Educação: um olhar sobre o sofrimento infantil

Ao longo da história da literatura, podemos encontrar a infância sendo mencionada como a melhor e mais encantadora fase da vida. O poeta e escritor Fernando Pessoa, em uma das suas citações, apresenta uma face interessante dos pequeninos. Em “mais vale ser criança que querer compreender o mundo”, pessoa revela a simplicidade dos pequenos no seu modo de viver, o que os predispõem a uma felicidade mais genuína que nos adultos. Na infância, não existem as preocupações com os porquês da vida. É da natureza infantil, estar de forma plena nas interações, desfrutando com inteireza das próprias vivências.

A despeito de a infância ser considerada pelas suas características como a melhor etapa da vida, ela não está imune as intempéries.
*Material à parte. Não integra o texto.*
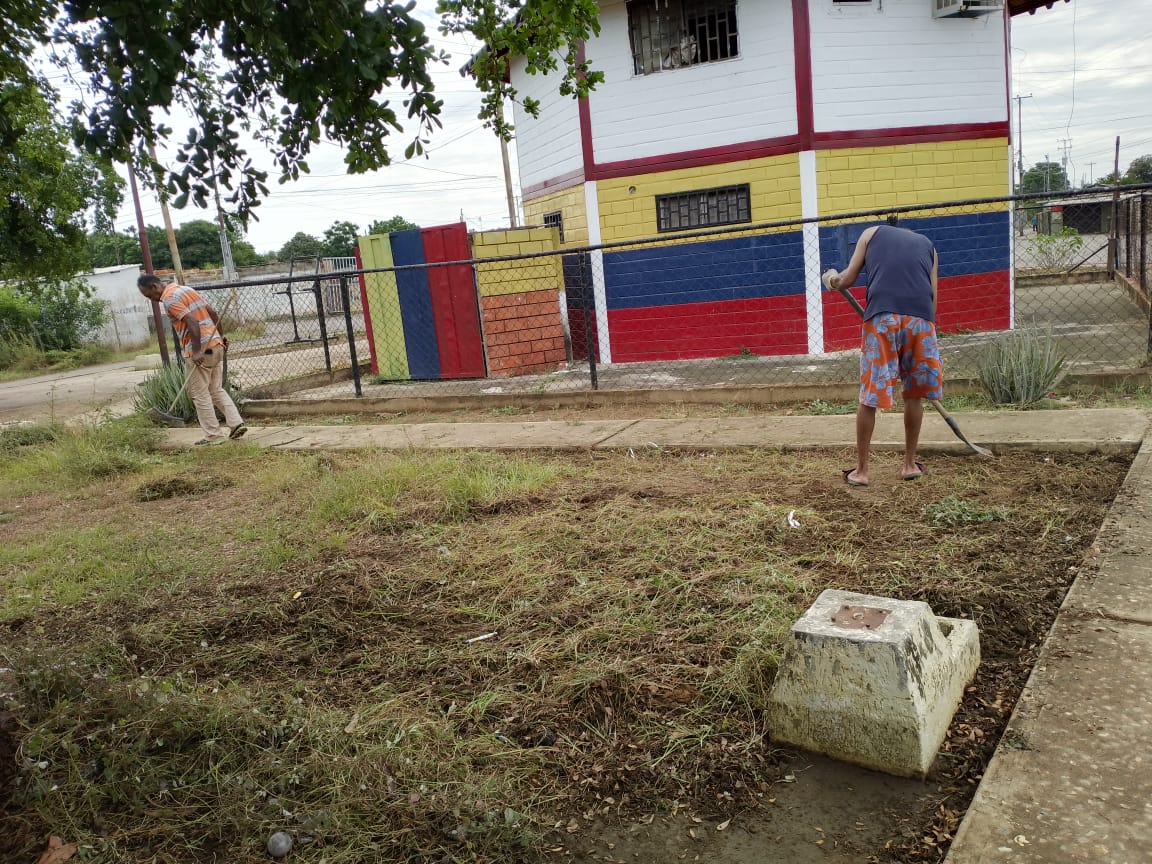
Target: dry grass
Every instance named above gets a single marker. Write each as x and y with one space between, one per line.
292 648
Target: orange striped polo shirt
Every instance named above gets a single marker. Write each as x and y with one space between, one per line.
187 308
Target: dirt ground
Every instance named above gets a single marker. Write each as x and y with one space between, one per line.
687 543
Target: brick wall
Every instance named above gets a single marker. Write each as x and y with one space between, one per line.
520 302
523 333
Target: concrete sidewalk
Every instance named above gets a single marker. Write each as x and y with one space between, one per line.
1071 780
1082 431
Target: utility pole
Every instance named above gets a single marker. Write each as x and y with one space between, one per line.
1020 138
167 222
512 198
161 335
1066 144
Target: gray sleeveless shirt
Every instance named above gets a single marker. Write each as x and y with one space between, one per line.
899 268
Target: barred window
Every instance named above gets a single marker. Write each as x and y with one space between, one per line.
726 205
672 33
555 220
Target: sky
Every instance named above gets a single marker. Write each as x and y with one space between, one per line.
1086 69
1082 66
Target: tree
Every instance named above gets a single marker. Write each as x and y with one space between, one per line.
301 245
1139 171
199 244
47 190
292 73
1045 177
110 249
387 226
340 240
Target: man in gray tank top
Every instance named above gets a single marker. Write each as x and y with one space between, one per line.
899 339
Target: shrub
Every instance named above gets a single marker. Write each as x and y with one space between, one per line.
160 389
1058 251
1021 369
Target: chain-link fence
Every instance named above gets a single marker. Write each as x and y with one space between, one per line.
441 311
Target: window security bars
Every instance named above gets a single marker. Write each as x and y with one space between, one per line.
555 220
673 33
705 209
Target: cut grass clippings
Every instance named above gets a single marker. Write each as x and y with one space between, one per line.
471 656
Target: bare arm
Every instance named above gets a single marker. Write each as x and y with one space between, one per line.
935 281
848 275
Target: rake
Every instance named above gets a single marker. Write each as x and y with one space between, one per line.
934 402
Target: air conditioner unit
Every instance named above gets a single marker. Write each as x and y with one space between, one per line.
965 8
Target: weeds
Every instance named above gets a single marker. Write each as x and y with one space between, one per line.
952 510
1021 369
308 661
45 457
165 389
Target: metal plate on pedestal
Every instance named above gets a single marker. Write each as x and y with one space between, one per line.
859 618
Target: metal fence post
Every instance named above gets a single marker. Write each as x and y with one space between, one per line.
324 327
351 334
589 310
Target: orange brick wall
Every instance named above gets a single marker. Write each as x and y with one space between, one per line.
523 333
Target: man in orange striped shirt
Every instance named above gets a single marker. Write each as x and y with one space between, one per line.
198 326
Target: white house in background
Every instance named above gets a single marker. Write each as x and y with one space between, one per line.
727 112
129 310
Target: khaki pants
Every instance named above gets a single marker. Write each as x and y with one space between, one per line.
205 388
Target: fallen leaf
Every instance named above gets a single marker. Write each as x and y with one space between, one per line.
58 851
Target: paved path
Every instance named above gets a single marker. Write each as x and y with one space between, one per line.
70 395
1083 431
1071 781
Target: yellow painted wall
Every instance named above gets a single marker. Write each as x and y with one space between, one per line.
570 203
384 308
533 274
910 174
626 215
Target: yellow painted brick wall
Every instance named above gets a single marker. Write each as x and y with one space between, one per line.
910 174
570 203
773 181
533 274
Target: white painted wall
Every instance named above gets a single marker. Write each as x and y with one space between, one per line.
547 146
130 310
889 63
747 98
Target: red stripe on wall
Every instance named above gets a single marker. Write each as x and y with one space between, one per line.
764 325
975 302
910 135
785 145
802 43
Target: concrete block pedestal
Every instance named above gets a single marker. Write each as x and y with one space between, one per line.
872 681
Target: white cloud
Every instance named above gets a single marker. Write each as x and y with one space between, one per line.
1086 68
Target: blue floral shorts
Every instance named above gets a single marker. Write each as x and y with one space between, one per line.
899 347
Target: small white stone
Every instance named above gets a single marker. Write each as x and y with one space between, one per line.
279 844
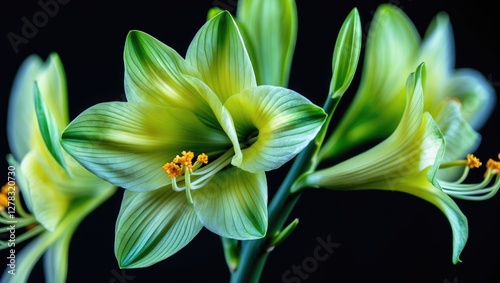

A criança tem maior vulnerabilidade em absorver os impactos negativos dos problemas no seu ambiente. Muitas vezes, é difícil para algumas pessoas entenderem que crianças podem ter sofrimentos psíquicos, chegando a quadros depressivos. Assim, por esse desconhecimento, os adultos podem expor os pequenos às condições adversas, em espaços de discórdias e desentendimentos.

Nessa linha, adultos podem ainda entender erroneamente os sinais de problemas psicológicos dados pelos pequenos, interpretando como simples pirraça, manipulação ou uma forma de chamar a “atenção dos outros”. Divórcios complexos, alienação parental, problemas econômicos, negligências, enfermidades e bullying, são alguns exemplos de situações que influenciam o equilíbrio e o bem-estar. Assim, como nos adultos, a depressão na infância pode surgir a partir de diversas situações conflitantes, e apresentar sintomas como alteração do humor e do afeto.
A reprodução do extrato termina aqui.